By Jeff Lowe (America’s Best Racing)
Mike Smith is 52 years old and has already been a member of the National Racing Hall of Fame for 15 years, but his prowess and poise as a jockey who thrives on racing’s biggest stages – earning him the nickname “Big Money Mike” from trainer Bob Baffert – is as strong as ever and was on full display Saturday with his ride on Kentucky Derby Presented by Woodford Reserve winner Justify.
To Smith, the key to his Derby assignment was to keep Justify out of trouble, with a particular focus on the break, and allow the colt to put his enormous talent to work. Baffert figured all the way back this winter that Smith was right for the job.
When Justify first dropped jaws with a 9 ½-length debut win on Feb. 18 at Santa Anita Park, it was with 23-year-old jockey Drayden Van Dyke in the saddle. Smith was at Santa Anita that day, but he did not have a mount in the race, which is not uncommon. At this stage in his career, he rarely rides more than three or four races on a card and keeps his body fresh for the prime opportunities that have preserved his drive for racing after 35 years of competition.

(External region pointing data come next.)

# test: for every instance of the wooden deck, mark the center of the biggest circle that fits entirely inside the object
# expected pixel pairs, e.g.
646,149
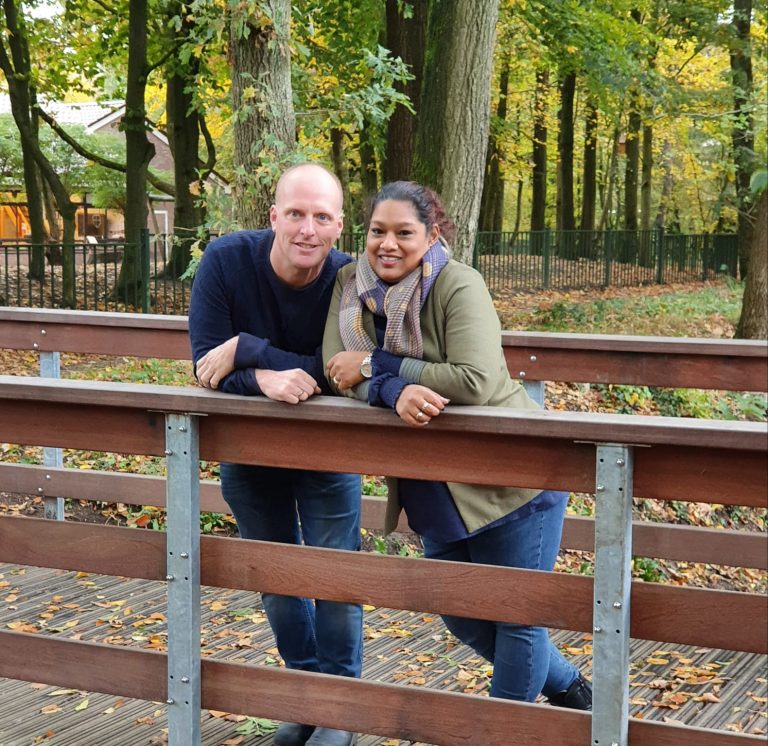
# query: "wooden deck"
707,688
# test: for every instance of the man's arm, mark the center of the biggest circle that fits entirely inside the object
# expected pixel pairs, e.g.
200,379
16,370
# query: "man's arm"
215,346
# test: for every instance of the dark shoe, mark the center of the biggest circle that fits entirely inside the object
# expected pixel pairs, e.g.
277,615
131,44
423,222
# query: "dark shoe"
293,734
578,696
331,737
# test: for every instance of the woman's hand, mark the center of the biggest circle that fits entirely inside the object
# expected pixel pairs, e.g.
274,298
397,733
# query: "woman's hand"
344,368
418,405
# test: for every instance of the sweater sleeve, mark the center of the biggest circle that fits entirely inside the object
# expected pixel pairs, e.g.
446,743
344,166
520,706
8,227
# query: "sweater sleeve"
210,323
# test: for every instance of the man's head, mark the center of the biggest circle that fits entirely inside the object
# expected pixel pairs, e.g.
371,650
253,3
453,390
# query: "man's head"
307,219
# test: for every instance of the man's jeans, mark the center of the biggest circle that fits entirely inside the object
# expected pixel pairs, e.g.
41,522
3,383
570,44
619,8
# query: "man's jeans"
525,660
323,508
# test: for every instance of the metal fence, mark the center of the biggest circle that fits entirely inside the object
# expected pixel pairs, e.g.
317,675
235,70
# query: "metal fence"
524,260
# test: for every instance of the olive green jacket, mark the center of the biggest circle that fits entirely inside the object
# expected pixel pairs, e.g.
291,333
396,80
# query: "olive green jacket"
463,361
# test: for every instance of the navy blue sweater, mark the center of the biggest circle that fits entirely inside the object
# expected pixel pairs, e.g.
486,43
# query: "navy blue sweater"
236,292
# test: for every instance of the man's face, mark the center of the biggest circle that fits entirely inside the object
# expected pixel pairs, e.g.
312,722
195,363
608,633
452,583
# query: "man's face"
307,221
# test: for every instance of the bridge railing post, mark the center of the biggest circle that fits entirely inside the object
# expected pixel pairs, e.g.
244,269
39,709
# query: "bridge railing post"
183,578
612,586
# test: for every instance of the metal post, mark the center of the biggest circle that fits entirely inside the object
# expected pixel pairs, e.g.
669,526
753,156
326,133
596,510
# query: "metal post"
144,259
50,367
613,556
535,389
183,563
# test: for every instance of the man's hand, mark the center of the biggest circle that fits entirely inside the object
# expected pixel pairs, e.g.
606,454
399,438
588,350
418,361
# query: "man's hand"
417,405
344,368
292,386
216,363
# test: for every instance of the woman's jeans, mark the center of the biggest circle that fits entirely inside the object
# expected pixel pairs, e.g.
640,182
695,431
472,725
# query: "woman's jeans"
323,509
525,662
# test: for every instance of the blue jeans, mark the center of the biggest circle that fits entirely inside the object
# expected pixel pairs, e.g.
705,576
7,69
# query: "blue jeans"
323,509
525,662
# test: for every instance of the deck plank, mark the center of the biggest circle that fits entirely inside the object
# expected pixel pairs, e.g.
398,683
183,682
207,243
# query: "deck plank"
118,611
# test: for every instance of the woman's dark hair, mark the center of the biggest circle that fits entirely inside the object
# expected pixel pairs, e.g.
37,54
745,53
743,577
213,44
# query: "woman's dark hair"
429,207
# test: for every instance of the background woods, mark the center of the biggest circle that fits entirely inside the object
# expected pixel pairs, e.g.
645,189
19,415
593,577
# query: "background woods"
534,115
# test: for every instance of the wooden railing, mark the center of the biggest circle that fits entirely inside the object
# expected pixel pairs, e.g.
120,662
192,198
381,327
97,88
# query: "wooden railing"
667,458
714,364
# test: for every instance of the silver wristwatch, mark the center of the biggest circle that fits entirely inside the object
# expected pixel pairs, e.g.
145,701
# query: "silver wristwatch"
366,369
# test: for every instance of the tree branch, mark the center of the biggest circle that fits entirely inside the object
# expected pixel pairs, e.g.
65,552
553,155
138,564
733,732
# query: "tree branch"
157,182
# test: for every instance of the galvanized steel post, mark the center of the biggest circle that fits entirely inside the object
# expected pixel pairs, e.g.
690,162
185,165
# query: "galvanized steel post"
183,567
613,556
50,367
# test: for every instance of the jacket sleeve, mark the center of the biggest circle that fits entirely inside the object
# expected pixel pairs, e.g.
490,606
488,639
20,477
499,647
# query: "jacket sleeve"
473,364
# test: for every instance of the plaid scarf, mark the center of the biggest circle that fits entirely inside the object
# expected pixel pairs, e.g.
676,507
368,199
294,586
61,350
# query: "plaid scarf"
400,304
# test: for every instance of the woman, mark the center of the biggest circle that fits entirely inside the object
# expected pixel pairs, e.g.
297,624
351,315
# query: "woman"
411,329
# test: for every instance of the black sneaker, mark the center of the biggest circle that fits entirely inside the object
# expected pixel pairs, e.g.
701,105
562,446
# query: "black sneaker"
578,696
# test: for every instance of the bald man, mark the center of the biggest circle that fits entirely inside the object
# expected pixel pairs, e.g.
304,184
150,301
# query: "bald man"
256,318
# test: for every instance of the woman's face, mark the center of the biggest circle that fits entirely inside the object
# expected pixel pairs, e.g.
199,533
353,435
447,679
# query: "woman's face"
397,240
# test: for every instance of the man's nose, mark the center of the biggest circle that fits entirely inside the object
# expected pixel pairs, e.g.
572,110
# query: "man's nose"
308,225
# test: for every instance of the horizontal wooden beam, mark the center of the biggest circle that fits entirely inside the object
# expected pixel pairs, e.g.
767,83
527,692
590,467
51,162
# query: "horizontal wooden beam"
390,710
659,612
733,365
736,548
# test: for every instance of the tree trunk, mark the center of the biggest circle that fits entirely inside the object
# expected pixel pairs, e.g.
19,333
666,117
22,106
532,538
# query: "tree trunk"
368,173
406,39
753,323
632,171
666,185
264,120
138,153
589,178
611,178
565,151
184,138
339,159
742,134
492,203
645,195
539,176
453,128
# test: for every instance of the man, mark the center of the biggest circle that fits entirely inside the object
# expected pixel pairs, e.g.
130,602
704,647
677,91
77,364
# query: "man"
256,319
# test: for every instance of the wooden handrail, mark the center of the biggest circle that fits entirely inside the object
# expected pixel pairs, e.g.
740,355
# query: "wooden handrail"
660,540
733,365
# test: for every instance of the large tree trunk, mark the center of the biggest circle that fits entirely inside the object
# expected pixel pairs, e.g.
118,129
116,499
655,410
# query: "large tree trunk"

Not long after Justify announced his presence as an immediate player on the Kentucky Derby trail, Baffert decided that it would be Smith instead of Van Dyke on Justify going forward.
“Drayden Van Dyke did a great job with [Justify], but I knew there was going to be a lot of pressure,” Baffert said.
Smith had ridden 23 times in the Kentucky Derby, more than anyone other than Bill Shoemaker’s 26 trips to the post in the great classic, but Smith and Baffert had only teamed up once, and it was in a similar circumstance when Bodemeister finished second as the favorite in 2012. Bodemeister, just like Justify, had gone without any races as a 2-year-old and exploded on the scene in speedy, powerful fashion. After winning the Arkansas Derby, he nearly was the one to the break the streak of Kentucky Derby futility for unraced 2-year-olds dating back to Apollo in 1882, but he weakened ever so slightly in the final yards after setting a fast pace and finished second to I’ll Have Another.
Smith’s lone previous victory in the Derby came with a colossal longshot, Giacomo, at 50.30-to-1 in 2005. Besides Bodemeister, he had finished second in the Derby three other times. On four occasions, his mount had come up short as the favorite, including a painful stretch of three times in four years between 1993 and 1996 with the talented trio of Prairie Bayou, Holy Bull and Unbridled’s Song.
So Smith had a firm grasp of what could go wrong in the Derby, and he could combine that with a priceless amount of poise from his vast experience with top horses in America’s best races, from the Baffert-trained all-time leading North American earner Arrogate to a parade of champion females including Zenyatta, Azeri, Royal Delta and Inside Information.
His strategy with Justify centered on the start, breaking from post 7 for the 10-furlong journey on a track left sloppy and sealed from the wettest Derby day in history.
“I just knew he was capable of this,” Smith said. “My job was just to get him out of there. And I did that part, and I figured the rest is up to him. And I know Bob and his crew already did their part. And he’s just an amazing horse. I have never been on a 3‑year‑old like this.”